One goal of treatment is to lower CSF glycine through high-dose sodium benzoate therapy. Benzoate is conjugated with glycine to form hippuric acid, which is excreted. In addition, dextromethorphan, an N -methyl-D-aspartate (NMDA) receptor antagonist, is prescribed to counteract the activation of the NMDA receptor by glycine. Restriction of dietary protein to restrict the amino acid glycine is not an effective therapy. Other care is supportive as the majority of affected individuals have profound intellectual disability and develop spastic quadriplegic cerebral palsy. Mildly affected individuals with a later-onset presentation with autism have been described. Withdrawal of support in the newborn period has been performed because of the poor prognosis, but the existence of a “mimic” of the disorder associated with identical, but transient, biochemical and clinical features—and with a good outcome—may complicate this decision.

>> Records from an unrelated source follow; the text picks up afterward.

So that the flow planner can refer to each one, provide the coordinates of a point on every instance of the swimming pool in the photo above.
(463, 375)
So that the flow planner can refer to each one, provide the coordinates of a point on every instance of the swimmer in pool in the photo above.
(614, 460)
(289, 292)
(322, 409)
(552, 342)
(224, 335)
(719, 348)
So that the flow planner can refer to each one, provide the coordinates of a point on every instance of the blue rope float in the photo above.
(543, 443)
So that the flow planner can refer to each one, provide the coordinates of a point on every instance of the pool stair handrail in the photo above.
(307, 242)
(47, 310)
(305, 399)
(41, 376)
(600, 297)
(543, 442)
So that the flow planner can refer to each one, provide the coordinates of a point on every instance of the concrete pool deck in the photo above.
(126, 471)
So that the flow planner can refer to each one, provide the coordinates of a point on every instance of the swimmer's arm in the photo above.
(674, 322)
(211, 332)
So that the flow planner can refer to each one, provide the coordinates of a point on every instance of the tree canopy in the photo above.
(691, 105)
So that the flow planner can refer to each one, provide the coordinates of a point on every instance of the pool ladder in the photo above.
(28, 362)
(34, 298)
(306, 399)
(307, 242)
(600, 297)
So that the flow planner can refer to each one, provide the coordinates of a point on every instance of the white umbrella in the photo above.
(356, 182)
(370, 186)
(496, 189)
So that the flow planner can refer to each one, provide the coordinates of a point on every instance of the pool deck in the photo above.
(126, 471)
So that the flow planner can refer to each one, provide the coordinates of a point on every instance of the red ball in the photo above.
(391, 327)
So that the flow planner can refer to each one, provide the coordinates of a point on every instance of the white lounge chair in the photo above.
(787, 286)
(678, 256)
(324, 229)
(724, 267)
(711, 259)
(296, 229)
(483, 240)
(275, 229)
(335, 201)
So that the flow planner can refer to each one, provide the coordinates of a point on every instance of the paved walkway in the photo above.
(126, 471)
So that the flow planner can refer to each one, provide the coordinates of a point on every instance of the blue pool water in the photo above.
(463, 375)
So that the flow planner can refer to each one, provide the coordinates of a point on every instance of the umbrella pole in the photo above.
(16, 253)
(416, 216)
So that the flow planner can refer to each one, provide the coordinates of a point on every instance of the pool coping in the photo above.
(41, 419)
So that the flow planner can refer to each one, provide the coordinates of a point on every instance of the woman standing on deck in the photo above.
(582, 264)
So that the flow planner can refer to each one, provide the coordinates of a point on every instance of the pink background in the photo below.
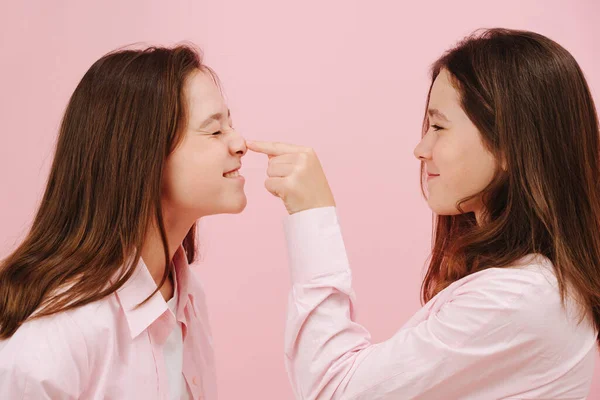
(347, 77)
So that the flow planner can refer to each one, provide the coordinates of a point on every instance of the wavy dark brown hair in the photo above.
(530, 101)
(123, 120)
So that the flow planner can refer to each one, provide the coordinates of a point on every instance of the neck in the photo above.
(153, 252)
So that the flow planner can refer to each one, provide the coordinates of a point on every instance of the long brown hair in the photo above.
(530, 101)
(103, 193)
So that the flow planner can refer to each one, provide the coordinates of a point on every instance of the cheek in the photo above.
(187, 177)
(465, 168)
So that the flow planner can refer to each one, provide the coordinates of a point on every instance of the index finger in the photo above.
(274, 148)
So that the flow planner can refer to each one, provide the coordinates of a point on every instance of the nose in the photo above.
(423, 150)
(237, 145)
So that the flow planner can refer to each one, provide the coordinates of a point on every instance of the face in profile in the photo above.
(201, 176)
(456, 162)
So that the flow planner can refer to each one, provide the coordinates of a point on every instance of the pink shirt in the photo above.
(110, 350)
(495, 334)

Two classes of disorders that have a secondary effect on the glycine cleavage system have been described. One class was identified through candidate gene sequencing of individuals with defects in the glycine cleavage system that lacked mutations in the known causative genes. The two classes are defects in lipoate synthesis, as lipoate is a cofactor of the L protein, and defects in iron–sulfur cluster biogenesis, as lipoate synthase is an iron–sulfur-containing protein. The disorders have unique clinical and biochemical features, and all have deficient glycine cleavage. It is important to consider these variant disorders in a neonate with apparent NKH. DNA testing should be performed to confirm the correct diagnosis, as the results are necessary for accurate treatment, prognosis, and genetic counseling.